En leur distribuant leur "kit" de campagne, M. Berlusconi a conseillé à ses candidats de comparer l'ancien maire de Rome à Staline. Mais l'argument fait sourire. Admirateur des Kennedy et soutien d'Obama, le leader de la gauche réformatrice célèbre "le vent nouveau qui souffle de l'Amérique" et "les idées démocrates capables de réunir la croissance économique et la lutte contre la pauvreté".
Faute de se distinguer sur les idées forces de leurs programmes, MM. Berlusconi et Veltroni ont apporté un soin tout particulier à la composition de leurs listes. Ayant renoncé à composer des coalitions qui se sont révélées difficiles à gérer dans le passé, chacun a monté un casting pour ratisser large. Sur la liste du PDL de M. Berlusconi, la présence d'un entrepreneur de presse romain, fasciste non repenti, a fait scandale pendant quelques jours, mais son nom a été maintenu comme antidote à la liste Destra, une droite dure incarnée par deux anciens dirigeants d'Alliance nationale, le parti de Gianfranco Fini, qui pourrait priver le PDL de précieux sièges au Sénat. Pour se réconcilier avec le Nord-Est, réputé hostile à la gauche, Walter Veltroni a promu un petit industriel vénitien qui fut, il y a peu encore, un pourfendeur du gouvernement Prodi.
Dans l'ensemble, les deux partis ont tenu compte d'une opinion publique très remontée contre la classe politique, en accordant plus de place à des candidats issus de la société civile, en rajeunissant et en féminisant leurs listes. L'âge moyen est de 44,5 ans pour le PD et de 48 ans pour le PDL. S'il n'y a qu'une femme pour trois candidats à droite, la proportion approche les 50 % à gauche.

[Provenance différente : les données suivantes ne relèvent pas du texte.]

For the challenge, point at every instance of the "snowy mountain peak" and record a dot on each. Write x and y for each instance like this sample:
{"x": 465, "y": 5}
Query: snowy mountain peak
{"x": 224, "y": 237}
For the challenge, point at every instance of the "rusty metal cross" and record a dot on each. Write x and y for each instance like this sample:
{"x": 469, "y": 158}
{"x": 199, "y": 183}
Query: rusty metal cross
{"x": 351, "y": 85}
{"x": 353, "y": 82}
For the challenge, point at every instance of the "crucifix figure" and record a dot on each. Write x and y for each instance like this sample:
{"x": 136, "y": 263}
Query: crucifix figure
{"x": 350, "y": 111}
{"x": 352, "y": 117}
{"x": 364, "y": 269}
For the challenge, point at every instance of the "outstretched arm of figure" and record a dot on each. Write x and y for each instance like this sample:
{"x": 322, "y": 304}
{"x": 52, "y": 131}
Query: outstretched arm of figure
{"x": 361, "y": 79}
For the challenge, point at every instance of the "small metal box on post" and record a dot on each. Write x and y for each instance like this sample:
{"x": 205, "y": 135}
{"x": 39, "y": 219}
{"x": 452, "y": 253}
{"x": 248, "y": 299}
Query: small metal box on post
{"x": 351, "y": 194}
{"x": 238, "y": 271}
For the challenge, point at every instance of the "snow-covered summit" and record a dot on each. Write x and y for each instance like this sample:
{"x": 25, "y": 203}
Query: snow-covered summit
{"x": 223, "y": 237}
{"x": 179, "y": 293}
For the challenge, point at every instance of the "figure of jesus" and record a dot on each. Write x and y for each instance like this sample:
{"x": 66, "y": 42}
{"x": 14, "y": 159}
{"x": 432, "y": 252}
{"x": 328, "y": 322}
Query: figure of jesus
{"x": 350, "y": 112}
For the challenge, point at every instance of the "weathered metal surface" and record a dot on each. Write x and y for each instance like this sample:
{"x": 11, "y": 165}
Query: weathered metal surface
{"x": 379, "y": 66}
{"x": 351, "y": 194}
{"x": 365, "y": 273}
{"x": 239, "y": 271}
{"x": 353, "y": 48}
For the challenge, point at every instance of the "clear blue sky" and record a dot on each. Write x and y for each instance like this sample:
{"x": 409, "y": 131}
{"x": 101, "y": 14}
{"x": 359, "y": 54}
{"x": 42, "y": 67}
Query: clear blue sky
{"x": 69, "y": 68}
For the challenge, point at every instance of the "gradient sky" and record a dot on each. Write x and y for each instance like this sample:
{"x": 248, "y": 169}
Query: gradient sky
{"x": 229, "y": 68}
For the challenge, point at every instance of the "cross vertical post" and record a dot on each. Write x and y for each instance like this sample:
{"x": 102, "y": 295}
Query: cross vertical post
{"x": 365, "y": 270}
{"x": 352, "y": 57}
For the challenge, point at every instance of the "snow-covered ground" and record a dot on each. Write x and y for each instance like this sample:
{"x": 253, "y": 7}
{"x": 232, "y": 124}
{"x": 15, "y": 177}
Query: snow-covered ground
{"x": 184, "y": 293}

Ce renouvellement de la classe politique n'emballe pas tout le monde : "Les listes présentées par le Peuple de la liberté et le Parti démocrate sont médiocres", estime le quotidien économique Il Sole 24 Ore. Pour son éditorialiste, "jamais la campagne électorale n'aura été autant concentrée sur deux personnages symboles qui sont devenus des machines à ramasser les voix". Leur credo commun étant le "vote utile", ils n'ont pas de quoi faire chavirer les foules.

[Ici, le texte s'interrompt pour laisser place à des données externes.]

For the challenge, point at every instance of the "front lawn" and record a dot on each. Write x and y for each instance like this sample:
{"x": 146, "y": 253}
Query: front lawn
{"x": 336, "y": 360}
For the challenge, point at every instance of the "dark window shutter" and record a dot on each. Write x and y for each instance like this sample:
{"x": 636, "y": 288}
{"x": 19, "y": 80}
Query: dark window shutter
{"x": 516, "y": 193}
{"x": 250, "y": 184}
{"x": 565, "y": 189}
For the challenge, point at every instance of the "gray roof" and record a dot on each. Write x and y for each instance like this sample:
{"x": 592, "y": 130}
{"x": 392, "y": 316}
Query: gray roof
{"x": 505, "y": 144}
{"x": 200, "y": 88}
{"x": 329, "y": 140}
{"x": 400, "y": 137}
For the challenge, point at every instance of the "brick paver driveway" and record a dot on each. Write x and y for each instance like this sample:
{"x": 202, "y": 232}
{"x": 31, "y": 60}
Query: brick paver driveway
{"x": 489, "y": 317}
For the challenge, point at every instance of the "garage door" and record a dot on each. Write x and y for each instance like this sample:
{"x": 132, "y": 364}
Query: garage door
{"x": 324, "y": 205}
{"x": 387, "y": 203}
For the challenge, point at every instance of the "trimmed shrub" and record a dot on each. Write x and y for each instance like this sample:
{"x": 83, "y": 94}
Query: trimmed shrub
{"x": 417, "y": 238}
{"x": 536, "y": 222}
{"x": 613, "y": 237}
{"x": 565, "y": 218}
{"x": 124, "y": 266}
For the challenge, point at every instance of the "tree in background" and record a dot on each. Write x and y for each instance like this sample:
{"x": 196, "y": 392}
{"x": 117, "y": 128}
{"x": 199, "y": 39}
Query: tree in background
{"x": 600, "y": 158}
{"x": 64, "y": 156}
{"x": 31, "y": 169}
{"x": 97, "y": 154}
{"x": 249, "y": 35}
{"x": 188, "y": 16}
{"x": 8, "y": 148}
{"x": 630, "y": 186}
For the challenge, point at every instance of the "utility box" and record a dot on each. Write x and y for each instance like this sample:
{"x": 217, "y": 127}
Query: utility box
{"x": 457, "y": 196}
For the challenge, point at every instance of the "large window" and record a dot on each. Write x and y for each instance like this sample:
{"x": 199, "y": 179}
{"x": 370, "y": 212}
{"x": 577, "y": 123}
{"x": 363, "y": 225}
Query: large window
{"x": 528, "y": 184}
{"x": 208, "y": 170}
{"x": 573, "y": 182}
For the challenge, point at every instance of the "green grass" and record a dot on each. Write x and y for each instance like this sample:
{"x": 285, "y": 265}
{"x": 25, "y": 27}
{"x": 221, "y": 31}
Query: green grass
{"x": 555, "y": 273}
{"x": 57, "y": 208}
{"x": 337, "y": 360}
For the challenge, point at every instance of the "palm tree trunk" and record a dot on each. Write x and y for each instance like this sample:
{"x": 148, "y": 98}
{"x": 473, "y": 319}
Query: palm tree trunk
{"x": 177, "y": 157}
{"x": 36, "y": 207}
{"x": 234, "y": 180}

Mais la campagne en demi-teinte découle aussi du système électoral. Grâce à la prime majoritaire, le parti arrivé en tête aura une confortable majorité à la Chambre des députés. En revanche, la partie risque d'être serrée au Sénat, où le résultat final peut se jouer dans trois ou quatre régions clés. La perspective d'une prochaine cohabitation, voire d'une "grande coalition", n'incite pas à se déchirer.